Microsoft geçen yıl görüntü oyun üreticisi Activision Blizzard’ı 70 milyar dolara satın aldığını açıkladığında, neredeyse herkes Avrupa Birliği ve İngiltere’deki yetkililerden beklenen antitröst soruşturmalarına dahil oldu ve oradaki birçok düzenleyicinin anlaşmayı engellemeye çalışacağını düşündü. Bununla birlikte, ABD uygulayıcılarının ne yapacağı daha az netti.
Aralık ayına gelindiğinde, üç düzenleyici kurumun da anlaşmayı inceleyeceği ve birbirlerinin planlarını oynadıkları ortaya çıktı.
Anlatmak mı? Federal Ticaret Komisyonu, önce bir federal mahkemede anlaşmayı engellemek için harekete geçmek yerine Microsoft’u kendi idari mahkemesinde dava etmeyi seçti. Tipik olarak, kurum, bir işlemin duruşmadan önce yapılmasını durdurmak için federal bir yargıçtan geçici bir tedbir kararı isterdi; bu durumda, Avrupa Birliği’nin antitröst kurumu anlaşmayı gözden geçirdiğini zaten duyurmuştu. Ve FTC, Avrupa’nın soruşturmasının anlaşmanın kapanmasına en az aylar kaldığı anlamına geldiğini biliyordu, bu yüzden doğrudan kendi, daha elverişli mahkemesine gitti.

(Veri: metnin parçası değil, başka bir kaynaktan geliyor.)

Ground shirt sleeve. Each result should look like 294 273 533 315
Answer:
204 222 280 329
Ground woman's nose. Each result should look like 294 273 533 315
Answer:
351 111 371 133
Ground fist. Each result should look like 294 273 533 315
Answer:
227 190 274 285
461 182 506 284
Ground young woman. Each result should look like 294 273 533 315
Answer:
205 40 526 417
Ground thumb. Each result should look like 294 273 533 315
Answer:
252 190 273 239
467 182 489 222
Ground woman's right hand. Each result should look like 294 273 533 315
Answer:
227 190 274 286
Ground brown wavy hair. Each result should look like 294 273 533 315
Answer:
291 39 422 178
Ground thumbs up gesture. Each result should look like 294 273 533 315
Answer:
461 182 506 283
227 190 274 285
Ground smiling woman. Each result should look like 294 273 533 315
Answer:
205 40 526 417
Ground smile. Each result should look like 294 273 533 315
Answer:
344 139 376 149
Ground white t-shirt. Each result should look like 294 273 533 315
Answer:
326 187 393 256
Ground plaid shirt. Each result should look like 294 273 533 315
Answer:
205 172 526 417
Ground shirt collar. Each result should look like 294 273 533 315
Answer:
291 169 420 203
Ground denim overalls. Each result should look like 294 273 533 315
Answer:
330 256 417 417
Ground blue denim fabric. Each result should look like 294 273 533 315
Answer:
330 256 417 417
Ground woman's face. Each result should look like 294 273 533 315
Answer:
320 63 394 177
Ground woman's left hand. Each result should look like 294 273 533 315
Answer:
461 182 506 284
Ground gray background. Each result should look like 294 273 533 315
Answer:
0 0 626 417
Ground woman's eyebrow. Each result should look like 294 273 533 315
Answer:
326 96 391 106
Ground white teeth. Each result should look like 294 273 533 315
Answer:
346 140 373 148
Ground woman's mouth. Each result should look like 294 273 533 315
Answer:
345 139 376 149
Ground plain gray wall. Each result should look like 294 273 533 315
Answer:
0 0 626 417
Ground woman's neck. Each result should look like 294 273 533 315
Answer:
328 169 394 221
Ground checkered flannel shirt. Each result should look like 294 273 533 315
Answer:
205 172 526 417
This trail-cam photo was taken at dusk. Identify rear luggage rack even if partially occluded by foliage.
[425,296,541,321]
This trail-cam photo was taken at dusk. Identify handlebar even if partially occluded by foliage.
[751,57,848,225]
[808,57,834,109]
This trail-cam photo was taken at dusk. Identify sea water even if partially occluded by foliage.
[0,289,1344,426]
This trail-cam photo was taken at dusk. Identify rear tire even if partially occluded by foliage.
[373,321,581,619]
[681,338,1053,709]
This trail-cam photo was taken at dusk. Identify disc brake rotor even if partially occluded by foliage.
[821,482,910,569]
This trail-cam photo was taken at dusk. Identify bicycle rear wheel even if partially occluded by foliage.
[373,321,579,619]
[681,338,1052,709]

Birlikte çalışan düzenleyici kurumların ayrıntılı bir labirenti olan “antitröst yaptırımlarının” çağdaş çağına hoş geldiniz.
Antitröst düzenleyicileri arasındaki işbirliği yeni değildir ve ABD’li düzenleyiciler, yabancı muadilleriyle vakalar, argümanlar, itirazlar ve potansiyel çözüm yollarına ilişkin zamanlamayı uzun süredir tartışmaktadır. Şimdiki değişim, dünya çapında belki de en önemli üç düzenleyici kurumun – FTC, Avrupa Komisyonu ve İngiltere’nin Rekabet ve Piyasalar Otoritesi – kabaca aynı sayfada olması. Hepsi anlaşmalarda sert olarak görülmek istiyor.
Microsoft’un Activision anlaşması, bazı hukukçuların söylediğine göre, büyük şirketlerin anlaşmaları tamamlamasını zorlaştıran küresel antitröst uygulayıcıları arasındaki bu yeni ittifakın şimdiye kadarki en büyük sınavı.
Microsoft’un durumu
Bir düzineden fazla ülkedeki yetkililer, Microsoft’u 175 milyar dolarlık oyun endüstrisinin zirvesine taşıyacak olan Microsoft’un Activision anlaşmasını gözden geçiriyor. Bazıları, Microsoft’un Activision’a sahip olması durumunda “Call of Duty” gibi dünyanın en popüler oyunlarından bazılarını Xbox konsollarına özel yapabileceğinden korkuyor.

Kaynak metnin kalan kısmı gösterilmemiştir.